Vitale and Massino became friends as youths, and Massino married Vitale’s sister, Josephine.”Look at the number of people who have turned against him from his own family,” Pistone commented, looking forward to what he expects to be Massino’s conviction. “He’s been betrayed by a new, younger generation of Mafia guys who could not care less about the traditions of refusing to cooperate with law enforcement officials. They’ll cut a deal for themselves the first chance they get.”Pistone’s most important contact in the Bonanno network was one of its most senior captains, Dominick Napolitano or “Sonny Black” as we he was known in the underworld. (Apparently, his Mafia name arose from his well-known penchant for black hair dye.) Napolitano so trusted Pistone that he introduced him to the wives and children of the other captains as well as to Massino. And he shared with the agent many of the details of the crimes the family had committed.Not long after Pistone’s cover was blown in 1981, the body of Napolitano was discovered in a swamp on Staten Island. Prosecutors say that he was “whacked” by the family – more specifically on the orders of Massino – as punishment for the mistake he had made with Pistone.

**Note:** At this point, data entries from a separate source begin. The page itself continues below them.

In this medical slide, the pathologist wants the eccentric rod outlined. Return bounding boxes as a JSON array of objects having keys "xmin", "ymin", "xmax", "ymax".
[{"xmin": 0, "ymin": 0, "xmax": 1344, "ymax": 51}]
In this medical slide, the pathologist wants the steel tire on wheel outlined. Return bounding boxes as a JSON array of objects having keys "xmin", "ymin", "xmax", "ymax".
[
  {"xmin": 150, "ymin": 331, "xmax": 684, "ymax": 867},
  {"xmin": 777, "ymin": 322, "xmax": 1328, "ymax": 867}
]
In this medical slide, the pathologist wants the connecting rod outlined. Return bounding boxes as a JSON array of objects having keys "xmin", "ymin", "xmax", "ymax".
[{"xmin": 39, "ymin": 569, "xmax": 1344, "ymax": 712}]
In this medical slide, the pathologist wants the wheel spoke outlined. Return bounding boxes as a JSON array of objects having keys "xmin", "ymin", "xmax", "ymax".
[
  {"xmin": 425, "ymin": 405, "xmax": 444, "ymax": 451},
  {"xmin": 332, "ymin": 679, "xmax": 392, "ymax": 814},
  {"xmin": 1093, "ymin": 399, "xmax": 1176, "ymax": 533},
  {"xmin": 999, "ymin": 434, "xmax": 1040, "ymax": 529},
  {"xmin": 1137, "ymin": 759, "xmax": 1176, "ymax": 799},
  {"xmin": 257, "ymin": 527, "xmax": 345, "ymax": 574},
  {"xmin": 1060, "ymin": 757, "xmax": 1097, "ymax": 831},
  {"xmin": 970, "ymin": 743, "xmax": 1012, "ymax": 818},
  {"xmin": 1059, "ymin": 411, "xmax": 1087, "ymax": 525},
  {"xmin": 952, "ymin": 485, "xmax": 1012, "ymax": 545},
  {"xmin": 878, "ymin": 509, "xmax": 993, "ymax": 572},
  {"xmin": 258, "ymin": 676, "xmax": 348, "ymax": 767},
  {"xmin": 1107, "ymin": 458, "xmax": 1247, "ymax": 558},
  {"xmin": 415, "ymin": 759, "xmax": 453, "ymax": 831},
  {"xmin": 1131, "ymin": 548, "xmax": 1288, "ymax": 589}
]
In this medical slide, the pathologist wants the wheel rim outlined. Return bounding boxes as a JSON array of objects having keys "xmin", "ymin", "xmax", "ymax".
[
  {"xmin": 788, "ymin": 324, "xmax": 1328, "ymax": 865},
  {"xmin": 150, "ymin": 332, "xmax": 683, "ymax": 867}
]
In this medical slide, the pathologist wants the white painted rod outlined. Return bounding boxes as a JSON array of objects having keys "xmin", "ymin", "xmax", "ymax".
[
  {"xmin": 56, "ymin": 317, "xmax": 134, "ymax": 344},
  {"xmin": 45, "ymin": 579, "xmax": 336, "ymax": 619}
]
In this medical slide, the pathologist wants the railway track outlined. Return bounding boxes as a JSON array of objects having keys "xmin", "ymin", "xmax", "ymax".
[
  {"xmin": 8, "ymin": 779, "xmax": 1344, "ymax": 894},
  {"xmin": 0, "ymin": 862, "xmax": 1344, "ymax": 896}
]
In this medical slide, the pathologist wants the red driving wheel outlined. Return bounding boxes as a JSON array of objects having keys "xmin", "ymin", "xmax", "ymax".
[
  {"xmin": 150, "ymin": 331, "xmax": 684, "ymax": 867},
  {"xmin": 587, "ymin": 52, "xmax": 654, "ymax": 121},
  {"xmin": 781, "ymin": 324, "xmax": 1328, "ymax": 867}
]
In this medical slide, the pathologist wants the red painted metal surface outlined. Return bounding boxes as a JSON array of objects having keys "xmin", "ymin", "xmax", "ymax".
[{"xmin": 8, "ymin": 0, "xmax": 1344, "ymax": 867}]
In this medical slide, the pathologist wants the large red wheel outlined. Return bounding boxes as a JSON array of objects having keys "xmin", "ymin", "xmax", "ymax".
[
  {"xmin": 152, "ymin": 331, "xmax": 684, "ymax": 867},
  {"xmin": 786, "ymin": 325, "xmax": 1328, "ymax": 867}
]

The hands of Napolitano had been severed, presumably as a symbol of retribution for shaking hands with a turncoat and infiltrator. Another Bonanno captain was killed a year later, allegedly also because he had been close to Pistone.It will be a signal moment for the government if it succeeds in convicting Massino. Over the past 15 years, the authorities have spread a widening dragnet over the activities of the Mafia in New York with considerable success. The organisation’s one time grip on the city – on its labour leaders, its docks and even some of its politicians – has been very considerably weakened. But for a long time, the Bonanno crew, well known for its secrecy and low profile, managed to stay below the government’s radar.Recently, however, prosecutors have brought charges against a total of 25 senior figures in the plan.

It is a gutting of its hierarchy that may put it out of business for good. “The Bonanno family is reeling,” said Pasquale J D’Amuro, who spent four years directing an FBI probe of Massino and others, resulting in the recent round-up. “Today, to say it has an organised structure is to give it too much credit.”Massino, who served five years in prison on a previous conviction before being released and taking command of the clan in 1992, has made an art of being discreet. Gotti, who died from cancer in prison three years ago, was also known as the Teflon Don for successfully dodging prosecutors for years in a succession of unsuccessful trials. But whereas Gotti sought out the limelight with flashy accoutrements and flamboyant fashions, Massino preferred the safety of anonymity.